Plastic packaging would have had to be 25% reused or recycled by 2028, 50% by 2035 and 75% by 2050.
Also in New York, A7557 and S6869 didn’t move out of their chambers of origin this year. The bills would have increased the deposit on containers in the deposit return system to 10 cents, would have raised the handling fee from 3.5 cents to 6 cents and would have expanded the scope of the state’s
The legislation was opposed by some unions and the bottling industry, bill sponsor Assemblymember Deborah Glick told Politico.
Across the country in California, where the legislative season ends in August, a bill tweaking SB 54 recently passed out of its chamber of origin on a 37-0 vote.

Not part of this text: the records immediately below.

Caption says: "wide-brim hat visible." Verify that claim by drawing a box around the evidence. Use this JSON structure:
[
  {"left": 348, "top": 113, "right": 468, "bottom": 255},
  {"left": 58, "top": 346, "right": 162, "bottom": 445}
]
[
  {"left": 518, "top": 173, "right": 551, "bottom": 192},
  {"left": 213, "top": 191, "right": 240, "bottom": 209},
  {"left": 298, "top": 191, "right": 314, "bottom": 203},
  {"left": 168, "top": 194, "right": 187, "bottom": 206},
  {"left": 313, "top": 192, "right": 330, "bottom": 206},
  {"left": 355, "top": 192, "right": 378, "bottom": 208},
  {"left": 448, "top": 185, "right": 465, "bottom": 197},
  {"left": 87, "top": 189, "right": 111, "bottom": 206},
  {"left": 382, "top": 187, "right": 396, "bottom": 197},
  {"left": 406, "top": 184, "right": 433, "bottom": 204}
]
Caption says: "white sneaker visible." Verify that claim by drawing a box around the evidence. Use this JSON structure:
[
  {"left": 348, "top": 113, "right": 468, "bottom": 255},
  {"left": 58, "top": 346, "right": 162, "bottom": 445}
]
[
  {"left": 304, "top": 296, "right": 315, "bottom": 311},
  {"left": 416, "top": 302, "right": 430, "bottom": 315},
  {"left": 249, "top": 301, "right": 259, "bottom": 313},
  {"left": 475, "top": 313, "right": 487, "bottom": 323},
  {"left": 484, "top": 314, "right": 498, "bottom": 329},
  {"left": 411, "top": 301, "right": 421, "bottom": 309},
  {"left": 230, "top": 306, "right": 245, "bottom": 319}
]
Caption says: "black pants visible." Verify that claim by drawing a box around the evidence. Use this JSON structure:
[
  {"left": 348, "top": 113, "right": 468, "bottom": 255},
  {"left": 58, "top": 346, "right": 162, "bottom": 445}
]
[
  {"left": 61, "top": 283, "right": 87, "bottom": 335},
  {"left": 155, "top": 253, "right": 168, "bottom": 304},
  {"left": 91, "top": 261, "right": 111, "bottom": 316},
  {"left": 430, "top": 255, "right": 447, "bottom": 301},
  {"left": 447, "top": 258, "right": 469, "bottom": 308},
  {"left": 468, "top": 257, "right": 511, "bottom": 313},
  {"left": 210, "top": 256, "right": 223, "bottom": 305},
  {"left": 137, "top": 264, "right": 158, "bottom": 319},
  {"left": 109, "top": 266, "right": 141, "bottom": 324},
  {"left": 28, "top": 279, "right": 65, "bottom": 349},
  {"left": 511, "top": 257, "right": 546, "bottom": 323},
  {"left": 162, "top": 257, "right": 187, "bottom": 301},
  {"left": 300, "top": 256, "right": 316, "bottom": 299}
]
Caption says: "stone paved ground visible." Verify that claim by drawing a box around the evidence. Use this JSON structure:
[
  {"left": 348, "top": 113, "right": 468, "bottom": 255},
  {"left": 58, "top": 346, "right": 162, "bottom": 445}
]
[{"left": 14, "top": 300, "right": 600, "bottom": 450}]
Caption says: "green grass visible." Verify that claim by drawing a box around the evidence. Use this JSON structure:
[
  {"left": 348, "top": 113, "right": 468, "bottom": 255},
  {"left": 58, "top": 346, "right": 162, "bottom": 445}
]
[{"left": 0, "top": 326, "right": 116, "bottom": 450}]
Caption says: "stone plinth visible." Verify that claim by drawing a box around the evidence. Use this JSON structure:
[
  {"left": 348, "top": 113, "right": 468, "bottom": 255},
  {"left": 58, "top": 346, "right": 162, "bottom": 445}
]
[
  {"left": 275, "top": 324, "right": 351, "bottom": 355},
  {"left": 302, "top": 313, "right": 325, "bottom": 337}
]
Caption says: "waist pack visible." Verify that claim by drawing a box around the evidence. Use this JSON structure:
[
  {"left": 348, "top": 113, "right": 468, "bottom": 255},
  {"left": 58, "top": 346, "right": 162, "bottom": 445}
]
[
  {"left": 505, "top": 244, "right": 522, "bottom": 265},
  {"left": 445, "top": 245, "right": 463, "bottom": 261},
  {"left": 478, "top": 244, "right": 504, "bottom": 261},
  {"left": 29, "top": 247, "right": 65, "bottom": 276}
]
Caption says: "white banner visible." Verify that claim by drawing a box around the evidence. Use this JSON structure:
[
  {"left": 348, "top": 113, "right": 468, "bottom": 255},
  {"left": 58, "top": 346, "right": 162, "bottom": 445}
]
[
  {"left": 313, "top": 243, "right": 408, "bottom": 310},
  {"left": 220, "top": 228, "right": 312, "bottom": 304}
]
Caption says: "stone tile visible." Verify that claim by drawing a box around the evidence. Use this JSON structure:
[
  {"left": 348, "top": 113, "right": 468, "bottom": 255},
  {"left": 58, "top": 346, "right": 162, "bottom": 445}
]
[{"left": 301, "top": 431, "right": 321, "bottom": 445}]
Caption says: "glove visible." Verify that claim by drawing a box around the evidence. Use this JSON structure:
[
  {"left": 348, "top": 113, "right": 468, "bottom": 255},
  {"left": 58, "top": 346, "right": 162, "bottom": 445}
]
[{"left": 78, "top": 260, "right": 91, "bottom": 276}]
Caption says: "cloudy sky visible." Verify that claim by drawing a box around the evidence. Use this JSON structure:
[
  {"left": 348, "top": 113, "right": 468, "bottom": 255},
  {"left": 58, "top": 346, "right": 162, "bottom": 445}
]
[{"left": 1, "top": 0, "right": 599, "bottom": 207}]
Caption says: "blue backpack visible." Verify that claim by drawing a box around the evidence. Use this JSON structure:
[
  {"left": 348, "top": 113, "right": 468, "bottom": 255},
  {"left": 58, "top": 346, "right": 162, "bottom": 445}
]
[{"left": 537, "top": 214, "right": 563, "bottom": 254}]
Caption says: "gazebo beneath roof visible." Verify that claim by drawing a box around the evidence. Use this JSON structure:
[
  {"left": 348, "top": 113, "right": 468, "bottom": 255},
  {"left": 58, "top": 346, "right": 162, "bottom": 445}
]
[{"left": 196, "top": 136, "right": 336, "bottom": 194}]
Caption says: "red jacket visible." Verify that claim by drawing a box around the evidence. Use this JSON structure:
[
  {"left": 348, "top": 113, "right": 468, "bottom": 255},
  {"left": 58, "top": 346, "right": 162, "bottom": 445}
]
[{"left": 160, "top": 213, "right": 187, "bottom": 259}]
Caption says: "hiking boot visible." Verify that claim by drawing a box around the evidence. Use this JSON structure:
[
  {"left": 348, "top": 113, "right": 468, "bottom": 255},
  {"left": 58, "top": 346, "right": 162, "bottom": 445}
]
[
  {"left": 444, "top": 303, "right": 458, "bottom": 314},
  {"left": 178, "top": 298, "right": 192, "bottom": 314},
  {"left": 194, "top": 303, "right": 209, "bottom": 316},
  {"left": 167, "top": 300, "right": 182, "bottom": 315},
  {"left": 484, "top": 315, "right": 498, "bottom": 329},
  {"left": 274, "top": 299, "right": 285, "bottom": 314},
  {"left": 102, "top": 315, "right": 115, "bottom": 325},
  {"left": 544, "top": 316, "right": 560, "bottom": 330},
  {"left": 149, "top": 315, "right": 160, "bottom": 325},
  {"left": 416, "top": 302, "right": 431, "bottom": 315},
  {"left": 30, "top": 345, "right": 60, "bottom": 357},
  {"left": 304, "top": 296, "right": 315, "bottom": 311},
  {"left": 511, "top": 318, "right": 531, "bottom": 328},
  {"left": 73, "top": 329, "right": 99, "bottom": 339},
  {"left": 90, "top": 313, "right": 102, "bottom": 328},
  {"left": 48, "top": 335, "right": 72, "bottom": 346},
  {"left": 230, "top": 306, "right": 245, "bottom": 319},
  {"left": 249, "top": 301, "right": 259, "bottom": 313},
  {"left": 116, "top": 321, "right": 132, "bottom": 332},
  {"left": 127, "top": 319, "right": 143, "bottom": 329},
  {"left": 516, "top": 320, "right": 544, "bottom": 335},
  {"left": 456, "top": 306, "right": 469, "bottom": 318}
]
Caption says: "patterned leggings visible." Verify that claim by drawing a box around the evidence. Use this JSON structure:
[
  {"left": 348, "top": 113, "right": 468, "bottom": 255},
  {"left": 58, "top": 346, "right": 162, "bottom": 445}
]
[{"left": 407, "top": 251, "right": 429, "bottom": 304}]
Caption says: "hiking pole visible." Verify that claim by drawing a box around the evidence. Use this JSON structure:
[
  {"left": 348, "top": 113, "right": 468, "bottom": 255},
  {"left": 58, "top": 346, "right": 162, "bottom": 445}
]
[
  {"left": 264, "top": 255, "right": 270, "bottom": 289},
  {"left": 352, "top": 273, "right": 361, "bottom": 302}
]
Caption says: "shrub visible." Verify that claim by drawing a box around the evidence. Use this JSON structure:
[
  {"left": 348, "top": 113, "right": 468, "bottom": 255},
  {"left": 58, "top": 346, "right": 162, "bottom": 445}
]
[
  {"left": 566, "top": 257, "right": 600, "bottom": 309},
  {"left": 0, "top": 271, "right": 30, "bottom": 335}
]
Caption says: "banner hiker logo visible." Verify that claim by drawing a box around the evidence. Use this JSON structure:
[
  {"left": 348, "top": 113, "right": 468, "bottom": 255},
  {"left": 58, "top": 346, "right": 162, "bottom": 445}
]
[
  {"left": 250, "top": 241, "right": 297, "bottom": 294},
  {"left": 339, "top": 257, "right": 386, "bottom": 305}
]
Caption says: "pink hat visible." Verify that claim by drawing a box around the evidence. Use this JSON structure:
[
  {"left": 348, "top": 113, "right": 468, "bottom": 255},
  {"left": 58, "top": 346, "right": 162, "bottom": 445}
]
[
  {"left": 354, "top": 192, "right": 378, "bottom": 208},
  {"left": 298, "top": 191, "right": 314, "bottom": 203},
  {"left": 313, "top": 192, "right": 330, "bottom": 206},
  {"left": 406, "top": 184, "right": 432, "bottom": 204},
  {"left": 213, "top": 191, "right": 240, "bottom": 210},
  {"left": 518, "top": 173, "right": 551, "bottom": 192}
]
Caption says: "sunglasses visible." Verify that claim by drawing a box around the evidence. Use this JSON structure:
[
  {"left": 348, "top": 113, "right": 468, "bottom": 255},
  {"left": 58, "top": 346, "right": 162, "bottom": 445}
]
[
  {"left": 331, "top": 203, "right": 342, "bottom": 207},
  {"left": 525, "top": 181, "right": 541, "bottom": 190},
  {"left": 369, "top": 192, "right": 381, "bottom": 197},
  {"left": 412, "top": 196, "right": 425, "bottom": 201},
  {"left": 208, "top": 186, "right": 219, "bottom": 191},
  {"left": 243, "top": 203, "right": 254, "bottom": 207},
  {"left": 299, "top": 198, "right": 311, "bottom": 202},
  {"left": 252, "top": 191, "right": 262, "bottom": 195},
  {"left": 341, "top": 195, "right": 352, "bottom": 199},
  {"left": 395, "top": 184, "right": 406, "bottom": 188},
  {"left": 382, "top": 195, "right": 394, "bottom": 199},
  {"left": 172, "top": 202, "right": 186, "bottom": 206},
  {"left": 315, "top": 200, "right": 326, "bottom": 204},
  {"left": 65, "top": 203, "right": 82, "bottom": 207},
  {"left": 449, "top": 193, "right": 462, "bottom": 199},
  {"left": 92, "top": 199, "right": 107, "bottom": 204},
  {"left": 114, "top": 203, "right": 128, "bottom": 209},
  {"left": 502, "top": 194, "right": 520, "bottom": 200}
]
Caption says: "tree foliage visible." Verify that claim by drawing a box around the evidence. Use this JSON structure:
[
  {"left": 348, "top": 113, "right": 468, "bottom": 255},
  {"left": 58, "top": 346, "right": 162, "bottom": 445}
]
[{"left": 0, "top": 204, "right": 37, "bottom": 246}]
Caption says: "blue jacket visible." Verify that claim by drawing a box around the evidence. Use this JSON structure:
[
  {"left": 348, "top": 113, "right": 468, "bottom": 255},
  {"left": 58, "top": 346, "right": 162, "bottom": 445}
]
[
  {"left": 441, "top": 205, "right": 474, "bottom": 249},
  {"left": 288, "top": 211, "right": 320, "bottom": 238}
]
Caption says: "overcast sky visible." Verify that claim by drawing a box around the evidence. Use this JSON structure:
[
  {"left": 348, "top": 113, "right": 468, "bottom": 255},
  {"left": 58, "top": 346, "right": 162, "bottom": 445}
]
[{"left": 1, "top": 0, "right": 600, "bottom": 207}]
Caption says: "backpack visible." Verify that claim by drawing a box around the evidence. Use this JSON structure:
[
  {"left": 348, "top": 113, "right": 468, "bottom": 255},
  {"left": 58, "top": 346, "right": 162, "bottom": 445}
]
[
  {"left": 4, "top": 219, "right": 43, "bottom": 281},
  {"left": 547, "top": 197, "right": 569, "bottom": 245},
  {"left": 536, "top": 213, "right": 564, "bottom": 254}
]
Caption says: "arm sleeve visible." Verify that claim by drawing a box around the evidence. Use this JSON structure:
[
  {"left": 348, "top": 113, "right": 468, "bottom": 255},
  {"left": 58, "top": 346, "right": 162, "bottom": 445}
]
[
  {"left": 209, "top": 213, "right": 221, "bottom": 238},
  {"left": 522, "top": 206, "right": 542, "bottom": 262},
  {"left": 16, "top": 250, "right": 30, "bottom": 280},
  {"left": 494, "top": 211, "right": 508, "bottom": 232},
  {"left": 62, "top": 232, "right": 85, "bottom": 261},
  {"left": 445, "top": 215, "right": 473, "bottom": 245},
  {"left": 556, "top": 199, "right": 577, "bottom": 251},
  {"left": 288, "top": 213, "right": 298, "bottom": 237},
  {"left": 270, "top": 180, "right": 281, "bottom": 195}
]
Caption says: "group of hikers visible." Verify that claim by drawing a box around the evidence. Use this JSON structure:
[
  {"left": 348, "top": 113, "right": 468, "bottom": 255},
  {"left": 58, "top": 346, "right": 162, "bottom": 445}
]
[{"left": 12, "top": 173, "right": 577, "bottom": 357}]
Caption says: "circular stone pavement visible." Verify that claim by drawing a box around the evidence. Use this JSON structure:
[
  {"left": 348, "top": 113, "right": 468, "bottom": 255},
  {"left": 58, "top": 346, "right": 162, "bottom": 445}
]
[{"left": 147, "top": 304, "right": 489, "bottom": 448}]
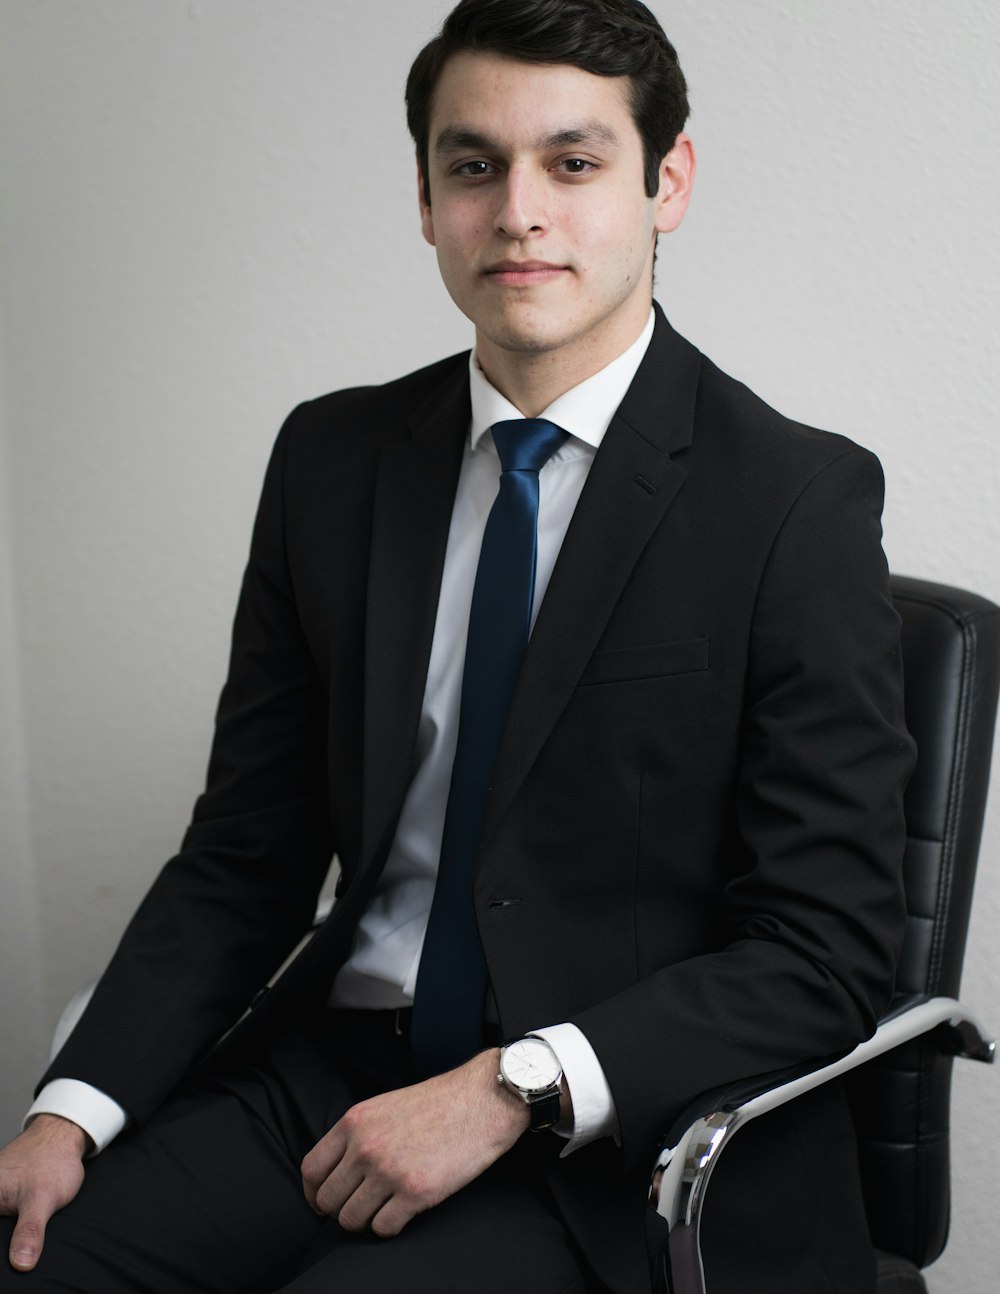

SB 1231 would alter the Plastic Pollution Prevention and Packaging Producer Responsibility Act, or SB 54, by creating a petition process producers can use to request a “recyclable” designation for materials that are “trending toward” meeting recyclability requirements. The goal is to avoid a situation where removing a “recyclable” designation disrupts existing progress towards collection and end market development for a certain material. Under the current law, the Department of Resources Recycling and Recovery, or CalRecycle, must identify those materials, so the change allows a more active role for producers.
In addition, SB 1231 would extend the exemption to remove the chasing-arrows symbol from packages that are not deemed recyclable from 18 months to 24 months after the date the department publishes or updates the recyclable list.
Back on the East Coast, Rhode Island legislators introduced another attempt to get a container deposit system running on May 24. The session will close at the end of June.
HB 8312 would leave much of the actual program to be determined by state regulators and beverage producers, in an attempt to move past the deadlocks that have doomed previous attempts by creating a producer responsibility organization.
The bill would set a 10-cent deposit that would rise to 15 cents if the PRO does not meet its final redemption rate for three years in a row. The redemption rate targets are 70% two years after the bill’s effective date, 75% after four years, 85% after six years and 90% after eight years.
Reuse targets are at least 15% reuse after seven years and 25% after 12 years. Recycled content rates are broken out by material and the deadline is seven years after the bill takes effect. Under the proposed bill, glass containers must be at least 35% recycled material, PET containers 45%, HDPE and PP containers 25% and aluminum containers 50%.